Document Type


Date of Degree

Spring 2016

Degree Name

PhD (Doctor of Philosophy)

Degree In

Electrical and Computer Engineering

First Advisor

Garvin, Mona K

First Committee Member

Kardon, Randy H

Second Committee Member

Reinhardt, Joseph M

Third Committee Member

Sonka, Milan

Fourth Committee Member

Wu, Xiaodong


Papilledema is a particular type of optic disc swelling caused by elevated intracranial pressure. By observing the visible features from fundus images or direct funduscopic examination, a typical method of assessing papilledema (i.e., the six-stage Fris\'en grading system) is qualitative and frequently suffers from low reproducibility.

Compared to fundus images, spectral-domain optical coherence tomography (SD-OCT) is a relatively new imaging technique and enables the cross-sectional information of the retina to be acquired. Using SD-OCT images, quantitative measurements like evaluating the retinal volume or depth are intuitively more robust than the traditional qualitative approach to evaluate papilledema. Also, multiple studies suggest that the deformation of the peripapillary retinal pigment epithelium and/or Bruch's membrane (pRPE/BM) may reflect the intracranial pressure change. In other words, modeling/quantifying the pRPE/BM shape can potentially be another indicator of papilledema. However, when the optic disc is severely swollen, the retinal structure is dramatically deformed and often causes the commercial SD-OCT devices to fail to segment the retinal layers. Without appropriate layer segmentation, all the retinal measurements are not reliable.

To solve the current issue of inconsistently assessing papilledema severity, a comprehensive machine-learning framework is proposed in this doctoral work to achieve the goal by accomplishing following four aims. First, robust approaches are developed to automatically segment the retinal layers in 2D and 3D SD-OCT images, even though the optic discs can be severely swollen. Second, the semi- and fully automated methodologies are designed to segment the pRPE/BM opening under the swollen inner retina in these SD-OCT images. Third, the pRPE/BM shape models are constructed using both 2D and 3D SD-OCT images, and then the 2D/3D pRPE/BM shape measures are computed. Finally, based on the previously segmented retinal layers, eight OCT 2D/3D global/local measurements of retinal structure are reliably computed. Considering both the 2D/3D pRPE/BM shape measures and these eight OCT features as an input set, a machine-learning framework using the random forest technique is proposed to compute a papilledema severity score (PSS) on a continuous scale. The newly proposed PSS is expected to be an alternative to the traditional qualitative method to provide a more objective measurement of assessing papilledema severity.

Public Abstract

Papilledema is a specific type of optic-nerve-head (ONH) swelling due to elevated intracranial pressure, and it can indicate serious underlying conditions. Head injury, brain tumor, brain inflammation, subarachnoid hemorrhage, blockage of cerebrospinal fluid (CSF) flow, reduction in CSF reabsorption, idiopathic intracranial hypertension (IIH) are the possible reasons that may cause intracranial hypertension. To diagnose the severity of papilledema, clinicians commonly examine the visible features using either 2D retinal photos or direct observation of the retina. Then, a severity scale from 0 (normal) to 5 (severe) is decided based the clinician's judgment. However, this type of method is not stable, so different clinicians may frequently disagree with each other. Moreover, sometimes even the same clinician may have different decisions after multiple observations of the same retinal image.

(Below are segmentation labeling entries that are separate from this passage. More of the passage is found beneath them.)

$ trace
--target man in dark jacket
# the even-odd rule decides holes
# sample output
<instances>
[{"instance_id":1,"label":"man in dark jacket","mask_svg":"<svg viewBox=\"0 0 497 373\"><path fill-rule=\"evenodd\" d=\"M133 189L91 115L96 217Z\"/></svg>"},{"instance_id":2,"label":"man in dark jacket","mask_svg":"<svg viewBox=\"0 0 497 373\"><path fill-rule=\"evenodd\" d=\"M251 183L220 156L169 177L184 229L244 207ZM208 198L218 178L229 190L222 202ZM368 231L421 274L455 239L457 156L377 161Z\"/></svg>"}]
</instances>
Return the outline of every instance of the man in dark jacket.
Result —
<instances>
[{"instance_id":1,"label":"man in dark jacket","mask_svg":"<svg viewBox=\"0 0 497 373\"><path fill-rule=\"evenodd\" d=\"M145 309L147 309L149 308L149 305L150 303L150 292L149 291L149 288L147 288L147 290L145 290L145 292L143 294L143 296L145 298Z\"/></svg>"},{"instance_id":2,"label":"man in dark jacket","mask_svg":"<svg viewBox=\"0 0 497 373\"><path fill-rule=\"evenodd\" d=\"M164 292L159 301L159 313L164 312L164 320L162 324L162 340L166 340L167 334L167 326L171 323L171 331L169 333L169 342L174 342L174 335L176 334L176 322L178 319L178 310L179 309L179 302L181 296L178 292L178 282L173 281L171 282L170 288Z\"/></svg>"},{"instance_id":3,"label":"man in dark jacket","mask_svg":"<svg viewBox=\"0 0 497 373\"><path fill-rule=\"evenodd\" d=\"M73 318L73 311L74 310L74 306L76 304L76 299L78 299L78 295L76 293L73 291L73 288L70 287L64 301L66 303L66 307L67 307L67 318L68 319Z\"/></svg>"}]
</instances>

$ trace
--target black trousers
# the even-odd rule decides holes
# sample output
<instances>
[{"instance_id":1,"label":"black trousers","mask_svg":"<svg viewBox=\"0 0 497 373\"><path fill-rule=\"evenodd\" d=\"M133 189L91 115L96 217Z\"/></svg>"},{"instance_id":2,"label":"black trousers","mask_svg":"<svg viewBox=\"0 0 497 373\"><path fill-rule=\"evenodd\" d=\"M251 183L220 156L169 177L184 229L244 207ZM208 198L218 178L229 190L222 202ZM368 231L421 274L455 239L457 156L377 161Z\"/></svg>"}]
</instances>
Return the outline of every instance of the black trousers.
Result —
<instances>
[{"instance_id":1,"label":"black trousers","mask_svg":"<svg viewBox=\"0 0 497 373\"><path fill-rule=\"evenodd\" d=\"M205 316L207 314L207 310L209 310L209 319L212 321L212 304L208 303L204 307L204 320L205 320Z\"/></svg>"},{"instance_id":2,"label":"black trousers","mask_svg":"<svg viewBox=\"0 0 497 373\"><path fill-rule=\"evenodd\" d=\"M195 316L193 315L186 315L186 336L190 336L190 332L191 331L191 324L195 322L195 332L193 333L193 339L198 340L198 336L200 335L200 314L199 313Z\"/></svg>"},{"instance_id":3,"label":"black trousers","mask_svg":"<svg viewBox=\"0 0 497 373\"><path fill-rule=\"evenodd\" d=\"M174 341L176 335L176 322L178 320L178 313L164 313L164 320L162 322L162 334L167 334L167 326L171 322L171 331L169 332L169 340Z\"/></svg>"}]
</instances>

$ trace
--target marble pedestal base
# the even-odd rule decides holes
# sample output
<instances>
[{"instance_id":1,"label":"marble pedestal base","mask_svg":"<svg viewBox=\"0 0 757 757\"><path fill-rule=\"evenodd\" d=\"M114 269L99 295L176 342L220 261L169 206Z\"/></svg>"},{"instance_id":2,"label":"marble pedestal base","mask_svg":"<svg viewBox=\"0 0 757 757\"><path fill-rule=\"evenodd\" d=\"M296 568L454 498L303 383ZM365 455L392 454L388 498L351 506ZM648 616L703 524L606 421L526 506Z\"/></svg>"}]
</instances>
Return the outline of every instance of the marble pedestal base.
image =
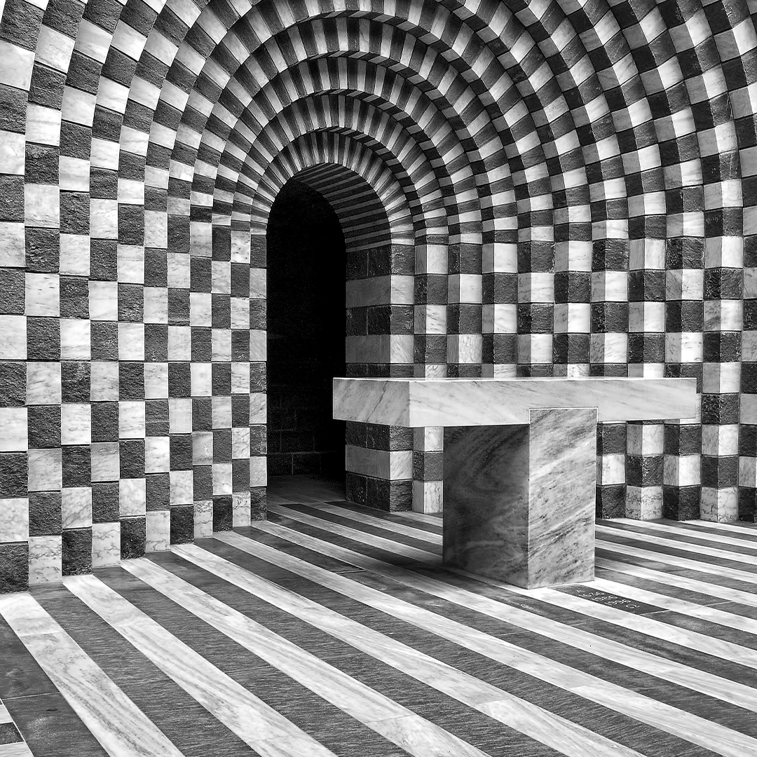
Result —
<instances>
[{"instance_id":1,"label":"marble pedestal base","mask_svg":"<svg viewBox=\"0 0 757 757\"><path fill-rule=\"evenodd\" d=\"M594 577L597 410L444 429L444 553L524 588Z\"/></svg>"}]
</instances>

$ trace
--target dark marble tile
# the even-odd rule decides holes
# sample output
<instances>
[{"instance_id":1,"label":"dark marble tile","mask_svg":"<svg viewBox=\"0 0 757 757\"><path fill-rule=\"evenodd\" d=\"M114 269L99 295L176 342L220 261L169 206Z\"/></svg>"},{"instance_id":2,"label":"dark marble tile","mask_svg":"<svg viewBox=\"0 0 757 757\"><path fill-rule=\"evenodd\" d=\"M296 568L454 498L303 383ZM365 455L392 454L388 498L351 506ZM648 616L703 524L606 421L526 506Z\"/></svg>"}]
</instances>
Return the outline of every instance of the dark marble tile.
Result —
<instances>
[{"instance_id":1,"label":"dark marble tile","mask_svg":"<svg viewBox=\"0 0 757 757\"><path fill-rule=\"evenodd\" d=\"M61 693L4 699L34 757L107 757Z\"/></svg>"},{"instance_id":2,"label":"dark marble tile","mask_svg":"<svg viewBox=\"0 0 757 757\"><path fill-rule=\"evenodd\" d=\"M25 591L29 586L29 545L0 544L0 594Z\"/></svg>"}]
</instances>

Optical coherence tomography (OCT) is a new imaging technique and enables the cross-sectional information of the retina to be acquired. Therefore, the volume of the retina at the ONH region is able to be computed as an indicator to reflect the degree of the optic disc swelling. Similarly, the thickness of certain retinal regions as well as the shape of certain retinal layers are also potentially useful for the same purpose.

In this thesis, a system was proposed to use computers to mimic how clinicians make decisions when measuring the degree of the optic disc swelling. A technique called random forest was used to achieve this goal by automatically deciding the best feature combination from the input feature set, including the previously discussed retinal volume, thickness, and shape measures. It is expected that the output of this machine-learning system is very close to the decisions that clinicians would make; more importantly, this proposed system would have the same results every time if the input features are the same, and the processing takes much less time than clinicians do for similar tasks.


publicabstract, Optical Coherence Tomography, Papilledema


xvii, 130 pages


Includes bibliographical references (pages 122-130).